Meskipun demikian, ada beberapa hal menceritakan aib seseorang yang dibolehkan; Pertama, mengungkapkan sifat jahat seseorang kepada masyarakat supaya mewaspadainya. Kedua, melaporkan seseorang yang menggangu ketentraman masyarakat kepada kepling, lurah, atau kepala desa supaya diberikan nasehat. Ketiga, mengadukan seseorang yang berbuat kejahatan kepada polisi supaya mendapat hukuman.

6. Takabbur (sombong). Menurut Syahminan Zaini mengatakan bahwa sombong adalah memandang rendah orang lain dan memandang tinggi atau mulia diri sendiri. Sehingga suka membangga-banggakan diri, angkuh, dan keras hati bertindak sewenang-wenang dan tidak mau menerima nasehat maupun kebenaran.

Penyebab timbulnya kesombongan, bisanya dari jabatan, kekayaan, kecerdasan, dan bisa juga dari ketampanan atau kecantikan pada diri kita. Secara lahiriyah dapat dilihat dari perbuatan kita, dari cara berjalan, berbicara, dan pamer harta yang mengcerminkan kesombongan. Sedangkan secara bathiniyah terletak pada watak kita yang selalu merasa angkuh dan meremehkan orang lain.
Selain itu, ibadah juga membuka peluang munculnya sifat sombong. Karena banyak melakukan dzikir, puasa, rajin ke mesjid, dan berinfaq lantas kemudian kita merasa paling baik. Hal ini dapat mengakibatkan kotornya hati kita, misalnya mengolok-olok atau mencaci orang lain.
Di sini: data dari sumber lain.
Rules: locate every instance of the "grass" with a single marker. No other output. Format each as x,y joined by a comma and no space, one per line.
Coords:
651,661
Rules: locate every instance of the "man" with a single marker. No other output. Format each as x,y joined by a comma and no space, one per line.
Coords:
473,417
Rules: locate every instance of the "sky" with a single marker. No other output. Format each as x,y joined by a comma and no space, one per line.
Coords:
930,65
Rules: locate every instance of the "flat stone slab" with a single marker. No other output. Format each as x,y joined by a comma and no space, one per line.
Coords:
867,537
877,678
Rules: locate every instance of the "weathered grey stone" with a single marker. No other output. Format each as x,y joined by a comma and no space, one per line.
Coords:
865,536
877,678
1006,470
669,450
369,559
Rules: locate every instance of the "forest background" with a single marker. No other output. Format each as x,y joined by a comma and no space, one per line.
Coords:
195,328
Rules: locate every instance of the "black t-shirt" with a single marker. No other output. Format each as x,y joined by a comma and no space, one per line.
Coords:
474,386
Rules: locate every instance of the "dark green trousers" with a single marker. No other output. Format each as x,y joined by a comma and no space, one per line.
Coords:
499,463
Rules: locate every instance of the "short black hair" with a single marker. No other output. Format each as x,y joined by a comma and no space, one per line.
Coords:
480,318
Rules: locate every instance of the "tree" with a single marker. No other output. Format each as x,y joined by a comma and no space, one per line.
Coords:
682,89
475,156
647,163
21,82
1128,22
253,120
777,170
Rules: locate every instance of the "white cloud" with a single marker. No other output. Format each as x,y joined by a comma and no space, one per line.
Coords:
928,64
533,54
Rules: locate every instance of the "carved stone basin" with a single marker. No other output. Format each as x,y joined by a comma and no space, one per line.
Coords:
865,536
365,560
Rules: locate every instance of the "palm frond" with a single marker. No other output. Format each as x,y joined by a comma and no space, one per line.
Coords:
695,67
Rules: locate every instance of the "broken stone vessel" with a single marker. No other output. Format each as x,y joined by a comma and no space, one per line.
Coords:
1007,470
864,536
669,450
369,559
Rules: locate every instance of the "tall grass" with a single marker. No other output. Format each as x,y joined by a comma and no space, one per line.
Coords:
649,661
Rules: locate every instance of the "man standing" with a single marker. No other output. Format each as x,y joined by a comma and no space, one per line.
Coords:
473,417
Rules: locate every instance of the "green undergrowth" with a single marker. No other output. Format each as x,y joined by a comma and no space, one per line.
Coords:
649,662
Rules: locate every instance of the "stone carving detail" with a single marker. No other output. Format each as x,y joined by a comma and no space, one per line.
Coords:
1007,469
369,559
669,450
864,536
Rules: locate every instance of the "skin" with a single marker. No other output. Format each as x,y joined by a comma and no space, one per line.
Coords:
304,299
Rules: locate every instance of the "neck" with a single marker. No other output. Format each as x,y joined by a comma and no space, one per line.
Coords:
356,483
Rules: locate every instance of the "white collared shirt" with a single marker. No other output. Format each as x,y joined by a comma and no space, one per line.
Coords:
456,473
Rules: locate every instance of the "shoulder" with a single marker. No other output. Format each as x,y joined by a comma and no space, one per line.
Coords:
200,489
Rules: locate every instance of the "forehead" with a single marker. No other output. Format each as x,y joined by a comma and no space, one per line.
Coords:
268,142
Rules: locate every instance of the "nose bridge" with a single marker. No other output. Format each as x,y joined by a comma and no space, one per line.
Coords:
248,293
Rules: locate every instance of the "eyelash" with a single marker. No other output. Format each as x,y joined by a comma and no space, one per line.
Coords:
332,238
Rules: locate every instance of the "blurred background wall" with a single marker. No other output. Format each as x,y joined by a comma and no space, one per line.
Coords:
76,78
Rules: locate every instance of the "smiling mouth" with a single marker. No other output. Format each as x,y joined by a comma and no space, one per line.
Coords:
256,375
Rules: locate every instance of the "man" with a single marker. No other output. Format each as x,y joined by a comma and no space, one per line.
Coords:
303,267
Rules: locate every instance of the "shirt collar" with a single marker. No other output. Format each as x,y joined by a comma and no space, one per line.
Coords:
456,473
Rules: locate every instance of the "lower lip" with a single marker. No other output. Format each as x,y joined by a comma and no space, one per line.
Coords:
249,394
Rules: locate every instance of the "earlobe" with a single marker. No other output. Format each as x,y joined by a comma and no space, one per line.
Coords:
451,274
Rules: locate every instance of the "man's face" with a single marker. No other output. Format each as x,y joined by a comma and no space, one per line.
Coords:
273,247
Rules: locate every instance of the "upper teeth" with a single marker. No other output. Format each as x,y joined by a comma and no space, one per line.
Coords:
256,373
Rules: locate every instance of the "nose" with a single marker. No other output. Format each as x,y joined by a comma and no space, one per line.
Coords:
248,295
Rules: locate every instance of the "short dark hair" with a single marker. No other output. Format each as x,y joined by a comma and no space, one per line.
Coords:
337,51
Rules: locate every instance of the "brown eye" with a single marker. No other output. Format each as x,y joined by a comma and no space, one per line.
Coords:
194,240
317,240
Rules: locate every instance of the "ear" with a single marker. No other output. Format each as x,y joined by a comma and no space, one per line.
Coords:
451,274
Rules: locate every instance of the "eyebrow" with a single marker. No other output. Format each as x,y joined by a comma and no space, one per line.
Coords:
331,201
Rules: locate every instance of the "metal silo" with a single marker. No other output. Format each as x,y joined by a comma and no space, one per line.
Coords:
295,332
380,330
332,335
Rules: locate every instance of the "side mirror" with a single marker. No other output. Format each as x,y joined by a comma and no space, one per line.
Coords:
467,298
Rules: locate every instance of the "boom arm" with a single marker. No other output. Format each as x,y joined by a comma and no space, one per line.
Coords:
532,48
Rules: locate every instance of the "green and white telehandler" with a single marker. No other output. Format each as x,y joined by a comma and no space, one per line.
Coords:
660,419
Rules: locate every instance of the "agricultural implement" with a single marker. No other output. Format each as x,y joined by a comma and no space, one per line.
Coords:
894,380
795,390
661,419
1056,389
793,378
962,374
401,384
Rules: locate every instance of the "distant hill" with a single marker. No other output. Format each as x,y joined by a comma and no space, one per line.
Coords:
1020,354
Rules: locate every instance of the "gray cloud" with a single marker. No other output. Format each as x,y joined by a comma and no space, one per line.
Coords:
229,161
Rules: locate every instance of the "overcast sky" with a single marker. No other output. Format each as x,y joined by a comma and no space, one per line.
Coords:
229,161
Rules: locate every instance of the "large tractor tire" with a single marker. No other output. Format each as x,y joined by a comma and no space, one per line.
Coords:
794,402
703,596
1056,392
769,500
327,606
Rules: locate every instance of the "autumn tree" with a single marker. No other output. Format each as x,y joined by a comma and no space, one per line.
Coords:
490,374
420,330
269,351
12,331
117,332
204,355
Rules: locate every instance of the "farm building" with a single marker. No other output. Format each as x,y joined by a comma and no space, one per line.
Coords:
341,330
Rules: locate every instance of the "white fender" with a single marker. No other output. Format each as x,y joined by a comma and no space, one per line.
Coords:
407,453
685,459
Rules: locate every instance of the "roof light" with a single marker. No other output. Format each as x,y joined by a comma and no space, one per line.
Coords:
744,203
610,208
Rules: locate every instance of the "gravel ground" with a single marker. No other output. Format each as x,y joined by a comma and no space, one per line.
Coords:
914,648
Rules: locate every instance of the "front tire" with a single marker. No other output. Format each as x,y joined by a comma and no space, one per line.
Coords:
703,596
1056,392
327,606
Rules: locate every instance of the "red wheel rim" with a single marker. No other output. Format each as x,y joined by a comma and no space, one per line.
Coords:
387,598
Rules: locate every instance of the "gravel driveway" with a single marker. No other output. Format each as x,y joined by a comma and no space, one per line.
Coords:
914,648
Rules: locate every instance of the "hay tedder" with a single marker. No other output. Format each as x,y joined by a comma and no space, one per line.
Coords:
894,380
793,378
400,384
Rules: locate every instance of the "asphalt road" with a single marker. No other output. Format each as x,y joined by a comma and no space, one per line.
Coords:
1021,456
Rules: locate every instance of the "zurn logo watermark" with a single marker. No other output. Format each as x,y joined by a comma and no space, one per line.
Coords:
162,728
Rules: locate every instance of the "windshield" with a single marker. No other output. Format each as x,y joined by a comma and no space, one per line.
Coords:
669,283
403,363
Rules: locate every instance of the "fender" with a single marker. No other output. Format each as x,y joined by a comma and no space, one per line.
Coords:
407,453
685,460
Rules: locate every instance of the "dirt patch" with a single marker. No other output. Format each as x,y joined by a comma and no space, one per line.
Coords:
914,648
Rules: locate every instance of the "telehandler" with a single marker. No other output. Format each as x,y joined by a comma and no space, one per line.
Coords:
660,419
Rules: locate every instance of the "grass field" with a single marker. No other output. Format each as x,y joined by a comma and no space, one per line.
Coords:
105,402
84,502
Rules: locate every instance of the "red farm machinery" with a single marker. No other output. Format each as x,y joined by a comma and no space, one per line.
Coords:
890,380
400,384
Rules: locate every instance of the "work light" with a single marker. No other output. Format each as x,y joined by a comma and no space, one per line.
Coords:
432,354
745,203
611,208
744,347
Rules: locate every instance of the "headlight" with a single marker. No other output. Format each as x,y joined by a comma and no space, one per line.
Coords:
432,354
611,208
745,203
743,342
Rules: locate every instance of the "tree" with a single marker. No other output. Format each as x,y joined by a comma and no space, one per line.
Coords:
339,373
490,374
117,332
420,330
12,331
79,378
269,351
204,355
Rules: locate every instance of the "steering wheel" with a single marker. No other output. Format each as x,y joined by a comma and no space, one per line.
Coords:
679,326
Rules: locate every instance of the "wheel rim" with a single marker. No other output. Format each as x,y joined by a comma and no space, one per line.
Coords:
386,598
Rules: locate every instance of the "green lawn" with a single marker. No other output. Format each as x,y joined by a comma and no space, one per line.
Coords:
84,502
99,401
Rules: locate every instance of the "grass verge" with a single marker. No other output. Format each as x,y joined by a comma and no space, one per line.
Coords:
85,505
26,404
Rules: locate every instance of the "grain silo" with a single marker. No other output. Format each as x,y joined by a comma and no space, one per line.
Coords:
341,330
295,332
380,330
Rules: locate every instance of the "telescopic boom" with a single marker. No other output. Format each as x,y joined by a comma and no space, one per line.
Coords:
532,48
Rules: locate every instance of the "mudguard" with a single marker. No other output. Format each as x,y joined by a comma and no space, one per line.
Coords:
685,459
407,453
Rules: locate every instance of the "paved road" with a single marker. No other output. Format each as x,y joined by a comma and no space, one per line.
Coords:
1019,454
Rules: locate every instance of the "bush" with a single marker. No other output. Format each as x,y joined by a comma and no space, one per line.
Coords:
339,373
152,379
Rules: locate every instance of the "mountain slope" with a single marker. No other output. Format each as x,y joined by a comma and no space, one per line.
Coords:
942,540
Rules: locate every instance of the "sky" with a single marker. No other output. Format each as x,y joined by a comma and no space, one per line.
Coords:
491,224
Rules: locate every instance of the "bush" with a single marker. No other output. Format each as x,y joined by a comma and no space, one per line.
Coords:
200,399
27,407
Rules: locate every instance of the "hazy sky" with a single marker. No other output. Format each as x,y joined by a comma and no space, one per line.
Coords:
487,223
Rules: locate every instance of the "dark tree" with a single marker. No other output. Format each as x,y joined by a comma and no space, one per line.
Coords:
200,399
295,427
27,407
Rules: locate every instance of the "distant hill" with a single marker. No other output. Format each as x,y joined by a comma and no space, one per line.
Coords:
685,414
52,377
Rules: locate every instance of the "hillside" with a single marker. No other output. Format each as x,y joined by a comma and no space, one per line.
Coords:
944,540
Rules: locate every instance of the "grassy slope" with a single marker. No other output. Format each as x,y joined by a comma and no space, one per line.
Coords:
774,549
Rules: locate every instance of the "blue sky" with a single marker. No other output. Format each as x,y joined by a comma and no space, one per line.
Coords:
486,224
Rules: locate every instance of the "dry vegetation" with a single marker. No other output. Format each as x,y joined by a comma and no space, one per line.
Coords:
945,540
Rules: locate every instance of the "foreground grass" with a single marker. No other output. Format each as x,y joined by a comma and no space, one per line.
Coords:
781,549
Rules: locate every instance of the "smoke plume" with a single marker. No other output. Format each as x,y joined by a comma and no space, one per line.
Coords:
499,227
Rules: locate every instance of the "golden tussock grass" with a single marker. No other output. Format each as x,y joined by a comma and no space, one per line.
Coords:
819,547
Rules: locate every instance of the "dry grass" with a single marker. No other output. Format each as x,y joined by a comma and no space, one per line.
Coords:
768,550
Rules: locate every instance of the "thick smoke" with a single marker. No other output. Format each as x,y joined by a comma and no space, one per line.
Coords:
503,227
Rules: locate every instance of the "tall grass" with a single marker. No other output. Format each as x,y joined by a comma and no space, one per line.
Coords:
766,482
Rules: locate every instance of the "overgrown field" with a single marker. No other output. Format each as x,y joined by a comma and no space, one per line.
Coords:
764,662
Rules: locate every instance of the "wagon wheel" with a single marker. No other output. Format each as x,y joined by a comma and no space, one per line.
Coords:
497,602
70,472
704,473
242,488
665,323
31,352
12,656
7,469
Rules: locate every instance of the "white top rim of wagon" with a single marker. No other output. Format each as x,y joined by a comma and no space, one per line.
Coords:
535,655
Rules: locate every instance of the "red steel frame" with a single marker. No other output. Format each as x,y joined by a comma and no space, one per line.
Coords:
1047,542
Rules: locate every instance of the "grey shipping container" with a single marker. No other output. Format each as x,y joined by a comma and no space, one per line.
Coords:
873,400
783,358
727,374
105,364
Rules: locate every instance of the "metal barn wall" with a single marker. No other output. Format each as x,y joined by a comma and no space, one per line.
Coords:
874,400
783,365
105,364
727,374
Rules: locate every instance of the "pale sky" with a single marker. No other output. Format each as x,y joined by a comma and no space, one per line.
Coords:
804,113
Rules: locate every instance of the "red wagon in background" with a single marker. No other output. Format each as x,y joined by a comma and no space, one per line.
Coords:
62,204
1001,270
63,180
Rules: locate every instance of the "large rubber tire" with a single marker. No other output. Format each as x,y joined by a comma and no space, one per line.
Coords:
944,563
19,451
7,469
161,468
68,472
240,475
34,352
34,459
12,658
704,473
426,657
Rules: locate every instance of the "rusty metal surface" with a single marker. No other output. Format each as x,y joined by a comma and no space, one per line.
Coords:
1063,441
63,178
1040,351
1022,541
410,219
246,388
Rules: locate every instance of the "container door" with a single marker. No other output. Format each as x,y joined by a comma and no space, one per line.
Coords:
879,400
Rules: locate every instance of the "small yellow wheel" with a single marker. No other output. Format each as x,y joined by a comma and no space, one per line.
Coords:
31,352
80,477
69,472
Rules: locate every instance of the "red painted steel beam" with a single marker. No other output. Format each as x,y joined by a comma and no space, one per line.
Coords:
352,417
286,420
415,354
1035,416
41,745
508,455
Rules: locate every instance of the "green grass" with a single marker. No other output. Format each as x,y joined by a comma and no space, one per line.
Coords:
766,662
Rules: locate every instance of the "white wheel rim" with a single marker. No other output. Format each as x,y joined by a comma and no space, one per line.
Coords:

Oleh karena itu, jadilah seperti padi semakin berisi semakin menunduk.

Keenam sifat di atas, merupakan virus hati yang sangat berbahaya bagi kesempurnaan atau kualitas dari ibadah puasa Ramadhan kita. Rasulullah SAW bersabda, “banyak sekali orang yang berpuasa tetapi tidak mendapatkan apa-apa dari puasanya melainkan lapar dan dahaga”. Oleh sebab itu, agar kita terhindar dari penyakit AIDS (Angkuh, Iri, Dendam, dan Serakah) tersebut, marilah kita senantiasa beramal shaleh dan menjauhi hal-hal tersebut sebab itu semua dapat mengurangi nilai pahala ibadah puasa Ramadhan kita.